Today we began our journey to Cambodia. We will be traveling on a tour through the Mekong Delta from Vietnam to Phnom Penh, Cambodia. We left Saigon at 7:30 on a mini-bus with about 10 other people. We drove 3 hrs south to My Tho, where we boarded a boat that travels up the Mekon. Our guide explained that life on the Mekong focuses around the tributaries and rivers that make it up. While on the river we stopped at numerous little “village” where the goods were made. My personal opinion is that these villages are staged for tourists and that the people working there travel from other areas to work here, but regardless the experience was one of a kind. First up was the Candy Village. The village consisted of an open air tent where the locals make all the candy that is distributed around Vietnam. We saw them make coconut taffy mixed with chocolate. The candy was great and cheap too.

After buying a bunch of candy….great souvenirs… we sat and enjoyed some tea and samples of the other candies them make there. At this point, our guide brings out a large jar that was filled with wine, 7 snakes and a scorpion, smartly called….snake wine. This wine is considered a delicacy in Vietnam and is supposed to be a good source of vitamins and virility. Now this is something I would never buy, but luckily for us, he was giving free samples J The bottle he presented actually contained what looked like a small cobra that was positioned with the tale of a scorpion laying in it’s open mouth, pretty sweet. Being free and something we would never have the chance to do again, Jen and I volunteered to taste some….bottoms up. The wine was actually not bad, it weirdly tasted what I thought snake wine would taste like. I once had rattlesnake sausage and the wine tasted very similar to it. Supposedly the wine can make you hallucinate or feel drunk after just a shot of it, however Jen and I felt no side effects from it….except the urge to swallow small rodents whole.

Next up, we visited another village where they make popped rice and corn cakes. They were not as tasty as the candy we had sampled before, but it was still interesting to see them make. After buying and tasting everything we could we headed to an island called “Beach Pool” for lunch. Here we boarded smaller boats where tiny ladies, under 100lbs, rowed us up a small tributary to the center of the island to our lunch spot. Our tiny lady was definitely huffing and puffing rowing the 3 of us up the river. I felt bad, but we gave her a good tip. Once at the restaurant we ordered the specialty of the island, Elephant Ear Fish spring rolls. When the food arrived we were treated to a yellow, spiky fish that looked somewhat like a piranha, cooked whole. To make the spring rolls we would grab some rice paper and fill it with meat pulled off the fish, rice noodles, basil, mint and sprouts. Then after wrapping it all up, dip the roll in fish sauce and enjoy. It was so good! The fish was very mild and I think I am now addicted to fish sauce. After lunch we hopped on some local bicycles and rode across the island in the 90+ heat. Very fun but hot hot hot!

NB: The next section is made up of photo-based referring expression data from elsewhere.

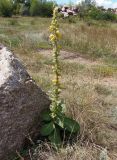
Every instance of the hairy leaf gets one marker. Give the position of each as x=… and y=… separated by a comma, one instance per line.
x=47, y=129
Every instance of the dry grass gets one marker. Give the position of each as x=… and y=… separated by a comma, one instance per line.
x=89, y=76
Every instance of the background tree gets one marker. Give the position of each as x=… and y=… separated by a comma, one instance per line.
x=6, y=8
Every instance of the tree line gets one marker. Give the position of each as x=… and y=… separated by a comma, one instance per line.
x=26, y=8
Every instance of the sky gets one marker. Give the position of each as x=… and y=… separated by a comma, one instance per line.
x=105, y=3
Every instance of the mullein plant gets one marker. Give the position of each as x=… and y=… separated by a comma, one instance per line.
x=55, y=120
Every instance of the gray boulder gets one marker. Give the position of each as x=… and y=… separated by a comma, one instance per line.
x=21, y=102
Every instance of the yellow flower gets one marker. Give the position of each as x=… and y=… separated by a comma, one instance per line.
x=55, y=81
x=58, y=34
x=52, y=37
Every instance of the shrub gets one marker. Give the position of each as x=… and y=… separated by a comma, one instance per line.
x=6, y=8
x=98, y=14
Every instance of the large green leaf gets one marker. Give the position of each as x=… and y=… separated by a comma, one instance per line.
x=71, y=125
x=46, y=116
x=47, y=129
x=55, y=138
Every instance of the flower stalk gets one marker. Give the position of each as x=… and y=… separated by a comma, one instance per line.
x=55, y=36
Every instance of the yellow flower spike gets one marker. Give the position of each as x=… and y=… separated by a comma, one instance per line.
x=58, y=34
x=52, y=37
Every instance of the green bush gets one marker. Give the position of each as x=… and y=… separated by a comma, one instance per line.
x=6, y=8
x=98, y=14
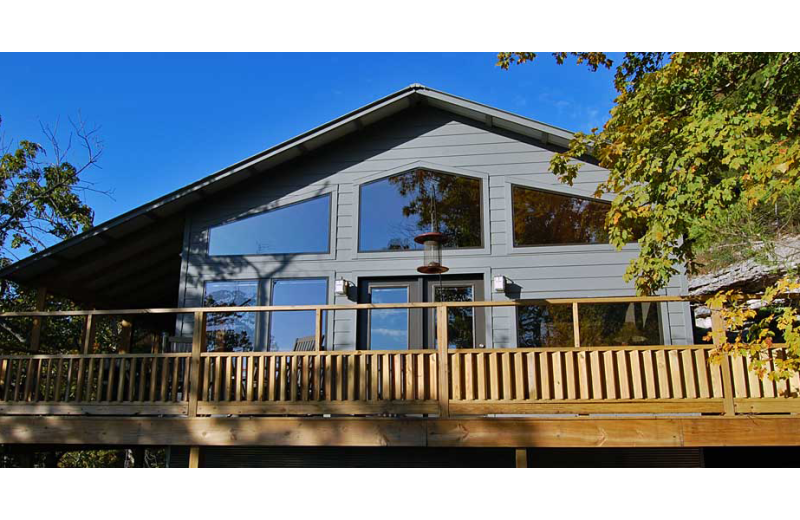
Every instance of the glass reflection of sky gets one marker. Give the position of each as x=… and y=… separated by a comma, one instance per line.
x=300, y=228
x=231, y=332
x=384, y=227
x=287, y=327
x=460, y=320
x=389, y=327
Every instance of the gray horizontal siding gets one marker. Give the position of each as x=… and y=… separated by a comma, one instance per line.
x=443, y=139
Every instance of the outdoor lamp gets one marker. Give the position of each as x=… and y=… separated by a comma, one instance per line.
x=499, y=284
x=342, y=287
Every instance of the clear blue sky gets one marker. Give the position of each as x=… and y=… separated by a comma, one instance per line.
x=169, y=119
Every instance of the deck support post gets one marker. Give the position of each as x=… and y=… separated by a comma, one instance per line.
x=443, y=359
x=126, y=334
x=38, y=323
x=194, y=457
x=198, y=346
x=718, y=333
x=522, y=458
x=576, y=325
x=318, y=330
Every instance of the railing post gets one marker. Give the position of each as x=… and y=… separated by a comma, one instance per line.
x=718, y=333
x=444, y=369
x=194, y=457
x=576, y=325
x=521, y=458
x=318, y=330
x=86, y=348
x=198, y=345
x=126, y=333
x=38, y=323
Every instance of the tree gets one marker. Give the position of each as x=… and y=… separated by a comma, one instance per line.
x=42, y=200
x=694, y=137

Meeting us at the other side of the island was our boat, which we rode to another dock, them boarded our bus again and headed to Can Tho. There we took showers in what seemed like a random Buddhist monastery and then boarded a larger boat bound for the boarder town of Chau Doc. We are actually sleeping on the boat tonight as it floats up the Mekong towards Chau Doc. We had a great night on the boat! We all drank entirely too much of “Bah, Bah, Bah” Beer aka “666”. Oh my god, terrible beer that causes the worst headaches. As we all know, alcohol is a great social lubricant and as a result we made some new friends on the boat. We met a really nice couple from Wales that are following the same path as us for the next few days. Unfortunately we haven’t found the Vietnamese people to be overly friendly. They are polite and helpful but not really conversational. I’m sure one of the main reasons is the language barrier, but I just don’t get the feeling that they are really interested in conversing. Oh well, overall our experience in Vietnam was phenomenal and I would highly recommend it as a necessity when traveling to SE Asia.